1. ¹INSERM U 393 Hôpital Necker, Paris cedex 15, France
2. ²Children's Hospital, University of Mainz, Germany
3. ³Institute of Human Genetics, Central Parkway, Newcastle upon Tyne, UK
4. ⁴Institut Curie, CNRS UMR 146, Centre Universitaire Paris Sud, Orsay, France

Correspondence: Dr J Bonaventure, Institut Curie, CNRS UMR 146, Centre Universitaire Paris-Sud, 91400 Orsay, France. Tel: +33 1 69 86 71 80; Fax: +33 1 69 86 30 51; E-mail: jacky.bonaventure@curie.u-psud.fr

Received 9 February 2006; Revised 8 May 2006; Accepted 6 June 2006; Published online 16 August 2006.

Abstract

Achondroplasia (ACH) and hypochondroplasia (HCH) are two autosomal-dominant skeletal disorders caused by recurrent missense FGFR3 mutations in the transmembrane (TM) and tyrosine kinase 1 (TK1) domains of the receptor.
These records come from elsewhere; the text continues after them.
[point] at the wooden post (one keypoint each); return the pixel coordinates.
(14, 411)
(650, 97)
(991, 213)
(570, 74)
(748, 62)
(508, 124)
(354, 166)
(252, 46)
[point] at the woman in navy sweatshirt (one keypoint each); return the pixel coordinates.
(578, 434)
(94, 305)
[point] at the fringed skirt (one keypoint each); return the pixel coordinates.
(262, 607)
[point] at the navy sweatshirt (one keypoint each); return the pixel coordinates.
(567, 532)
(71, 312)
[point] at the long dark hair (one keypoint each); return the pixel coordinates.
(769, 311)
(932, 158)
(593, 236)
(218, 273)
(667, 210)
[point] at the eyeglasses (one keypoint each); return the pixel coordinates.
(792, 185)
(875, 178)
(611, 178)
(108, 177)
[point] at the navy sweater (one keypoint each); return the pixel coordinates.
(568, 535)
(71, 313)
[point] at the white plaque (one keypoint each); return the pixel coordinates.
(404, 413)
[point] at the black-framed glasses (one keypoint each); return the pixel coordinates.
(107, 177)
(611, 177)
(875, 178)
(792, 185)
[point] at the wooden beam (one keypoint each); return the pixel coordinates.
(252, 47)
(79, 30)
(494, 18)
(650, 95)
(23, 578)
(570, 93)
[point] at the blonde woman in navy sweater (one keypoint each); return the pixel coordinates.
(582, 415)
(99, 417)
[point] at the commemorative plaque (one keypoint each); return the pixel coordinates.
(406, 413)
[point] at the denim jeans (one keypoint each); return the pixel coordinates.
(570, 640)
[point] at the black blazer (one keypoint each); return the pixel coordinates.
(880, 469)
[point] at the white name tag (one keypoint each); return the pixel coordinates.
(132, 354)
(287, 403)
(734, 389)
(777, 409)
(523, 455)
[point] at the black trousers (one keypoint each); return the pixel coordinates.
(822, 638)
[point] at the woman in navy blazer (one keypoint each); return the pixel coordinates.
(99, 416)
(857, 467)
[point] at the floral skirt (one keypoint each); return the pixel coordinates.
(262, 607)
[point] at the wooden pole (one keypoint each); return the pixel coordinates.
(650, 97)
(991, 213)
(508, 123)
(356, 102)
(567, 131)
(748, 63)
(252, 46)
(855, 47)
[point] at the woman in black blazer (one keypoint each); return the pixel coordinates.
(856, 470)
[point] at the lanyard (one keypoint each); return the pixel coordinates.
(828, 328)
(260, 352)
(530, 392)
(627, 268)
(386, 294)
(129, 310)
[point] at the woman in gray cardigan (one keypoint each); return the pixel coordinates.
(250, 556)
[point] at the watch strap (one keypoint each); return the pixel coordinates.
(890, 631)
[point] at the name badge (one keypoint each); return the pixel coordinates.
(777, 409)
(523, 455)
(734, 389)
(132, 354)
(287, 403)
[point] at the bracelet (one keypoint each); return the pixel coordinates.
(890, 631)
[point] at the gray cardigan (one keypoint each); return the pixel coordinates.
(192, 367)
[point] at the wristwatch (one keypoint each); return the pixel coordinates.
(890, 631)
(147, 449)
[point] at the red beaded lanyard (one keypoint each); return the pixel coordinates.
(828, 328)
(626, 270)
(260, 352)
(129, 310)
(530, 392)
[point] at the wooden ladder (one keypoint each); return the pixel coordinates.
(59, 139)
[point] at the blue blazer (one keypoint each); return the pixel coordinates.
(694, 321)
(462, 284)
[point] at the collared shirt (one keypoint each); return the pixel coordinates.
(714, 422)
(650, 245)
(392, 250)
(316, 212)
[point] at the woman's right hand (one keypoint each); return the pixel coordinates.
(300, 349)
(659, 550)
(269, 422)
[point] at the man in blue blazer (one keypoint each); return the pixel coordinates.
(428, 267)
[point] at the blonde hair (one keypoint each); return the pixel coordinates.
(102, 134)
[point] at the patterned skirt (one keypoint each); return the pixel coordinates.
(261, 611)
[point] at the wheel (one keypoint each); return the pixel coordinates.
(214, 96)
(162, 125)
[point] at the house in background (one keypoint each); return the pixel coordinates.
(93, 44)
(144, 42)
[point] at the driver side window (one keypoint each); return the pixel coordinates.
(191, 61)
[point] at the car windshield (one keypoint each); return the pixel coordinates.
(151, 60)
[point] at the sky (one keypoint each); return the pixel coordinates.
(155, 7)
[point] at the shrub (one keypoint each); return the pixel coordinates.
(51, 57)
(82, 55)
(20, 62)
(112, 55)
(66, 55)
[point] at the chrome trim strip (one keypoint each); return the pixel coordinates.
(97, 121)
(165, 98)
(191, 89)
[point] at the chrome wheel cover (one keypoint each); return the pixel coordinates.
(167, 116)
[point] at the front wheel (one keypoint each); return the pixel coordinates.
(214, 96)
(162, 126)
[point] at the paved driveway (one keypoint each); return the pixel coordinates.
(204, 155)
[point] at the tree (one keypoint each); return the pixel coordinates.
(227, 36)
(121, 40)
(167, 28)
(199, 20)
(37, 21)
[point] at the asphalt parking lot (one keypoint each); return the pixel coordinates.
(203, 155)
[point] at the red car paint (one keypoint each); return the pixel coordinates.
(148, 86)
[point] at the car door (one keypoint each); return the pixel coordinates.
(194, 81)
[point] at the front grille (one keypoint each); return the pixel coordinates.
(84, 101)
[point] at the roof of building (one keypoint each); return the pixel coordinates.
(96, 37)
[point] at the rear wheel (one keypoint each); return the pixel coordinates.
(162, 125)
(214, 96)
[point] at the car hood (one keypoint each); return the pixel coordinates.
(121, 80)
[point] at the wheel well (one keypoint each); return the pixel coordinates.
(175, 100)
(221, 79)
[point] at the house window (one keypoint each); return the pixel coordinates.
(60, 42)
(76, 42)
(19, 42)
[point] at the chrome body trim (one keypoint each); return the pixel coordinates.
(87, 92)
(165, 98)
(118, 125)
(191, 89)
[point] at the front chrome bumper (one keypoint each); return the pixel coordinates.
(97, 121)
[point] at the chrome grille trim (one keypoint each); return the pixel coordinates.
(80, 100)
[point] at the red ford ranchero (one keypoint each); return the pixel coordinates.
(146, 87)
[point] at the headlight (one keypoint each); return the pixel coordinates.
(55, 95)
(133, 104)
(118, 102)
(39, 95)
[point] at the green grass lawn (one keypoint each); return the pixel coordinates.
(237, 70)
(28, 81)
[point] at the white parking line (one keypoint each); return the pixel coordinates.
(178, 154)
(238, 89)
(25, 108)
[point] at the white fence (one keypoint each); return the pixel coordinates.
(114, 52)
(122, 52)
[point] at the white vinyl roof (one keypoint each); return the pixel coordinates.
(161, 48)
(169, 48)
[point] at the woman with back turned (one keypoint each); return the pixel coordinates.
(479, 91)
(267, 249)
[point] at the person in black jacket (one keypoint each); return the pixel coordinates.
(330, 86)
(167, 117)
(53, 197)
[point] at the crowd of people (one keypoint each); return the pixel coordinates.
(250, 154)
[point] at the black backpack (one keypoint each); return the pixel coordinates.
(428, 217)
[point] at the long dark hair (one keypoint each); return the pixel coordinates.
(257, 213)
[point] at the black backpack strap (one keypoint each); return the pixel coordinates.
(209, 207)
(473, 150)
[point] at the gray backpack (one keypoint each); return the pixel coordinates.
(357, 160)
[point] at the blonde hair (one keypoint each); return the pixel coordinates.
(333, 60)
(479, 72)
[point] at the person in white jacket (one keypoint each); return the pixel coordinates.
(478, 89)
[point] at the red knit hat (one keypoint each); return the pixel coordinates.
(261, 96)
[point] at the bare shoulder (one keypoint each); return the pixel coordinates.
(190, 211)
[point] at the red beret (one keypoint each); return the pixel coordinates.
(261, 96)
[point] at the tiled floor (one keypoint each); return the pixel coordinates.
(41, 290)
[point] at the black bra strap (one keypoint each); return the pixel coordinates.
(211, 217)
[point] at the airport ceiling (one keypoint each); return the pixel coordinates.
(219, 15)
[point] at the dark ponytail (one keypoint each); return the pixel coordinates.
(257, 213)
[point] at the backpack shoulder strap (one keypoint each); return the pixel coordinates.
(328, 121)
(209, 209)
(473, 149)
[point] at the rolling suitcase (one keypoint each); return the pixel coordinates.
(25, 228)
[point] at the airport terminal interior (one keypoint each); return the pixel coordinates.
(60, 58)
Although 98% of ACH cases are accounted for by a single G380R substitution in the TM, a common mutation (N540K) in the TK1 region is detected in only 60–65% of HCH cases. The aim of this study was to determine whether the frequency of mutations in patients with HCH was the result of incomplete mutation screening or genetic heterogeneity. Eighteen exons of the FGFR3 gene were entirely sequenced in a cohort of 25 HCH and one ACH patients in whom common mutations had been excluded. Seven novel missense FGFR3 mutations were identified, one causing ACH and six resulting in HCH. Six of these substitutions were located in the extracellular region and four of them creating additional cysteine residues, were associated with severe phenotypes. No mutations were detected in 19 clinically diagnosed HCH patients. Our results demonstrate that the spectrum of FGFR3 mutations causing short-limb dwarfism is wider than originally recognised and emphasise the requirement for complete screening of the FGFR3 gene if appropriate genetic counselling is to be offered to patients with HCH or ACH lacking the most common mutations and their families.